Store lithium cells and batteries in a well-ventilated, dry area. Batteries should be stored with less than 55% charge, but not less than 10% and in the original packaging. If batteries are depleted, store in a separate location from partially charged batteries. Do not stack batteries or place anything on top of batteries.
Transport lithium cells and batteries in their original containers and packaging, if possible. If this is not possible, use a non-conductive carrying tray with individual compartments for each cell to prevent damage during transport. Learn more
Lithium batteries present a potential fire hazard if not packaged and shipped properly. They are also subject to shipping restrictions. Refer to the EHS web page for more details, or contact Apple Shipping.
Unwanted lithium ion batteries are both hazardous waste and require special disposal procedures. Please contact email@example.com to get battery disposal bins. Follow these procedures before disposing of batteries.
- Discharge batteries and cells before disposal.
- For cells, cut the tabs off one at a time before disposal.
- For batteries, cover terminals before disposal.

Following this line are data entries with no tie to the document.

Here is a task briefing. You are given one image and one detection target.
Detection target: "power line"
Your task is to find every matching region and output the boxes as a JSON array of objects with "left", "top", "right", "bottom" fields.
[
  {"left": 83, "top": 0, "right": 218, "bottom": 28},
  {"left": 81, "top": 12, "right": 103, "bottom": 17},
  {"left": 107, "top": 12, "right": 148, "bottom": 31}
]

- If the cell or battery has been damaged, contact EHS to specially manage it as hazardous waste.
- Consult firstname.lastname@example.org in order to be provided the DOT regulations or internal Apple Shipping documents for lithium cell and battery transportation and disposal requirements.
- If the battery or cell is a sensitive prototype, contact EHS for disposal arrangements.
Preparation is key to safe response to a battery incident. Contact email@example.com to obtain a sand bucket and compromised battery bin.
Look for these signs of a compromised battery:
- Battery swelling or bulging of the device’s case
- Separation of battery pouch from device
- Failure or damage to the battery’s protective unit
- Signs of heat or smoke damage
- Obvious signs the battery has vented
- A hot battery or cell
If possible and safe to do so, get the compromised battery in a sand bucket and call contact firstname.lastname@example.org for pick-up.
If the battery is in a not safe to handle state, evacuate the area and call Security at 4-3333 to initiate an emergency a response.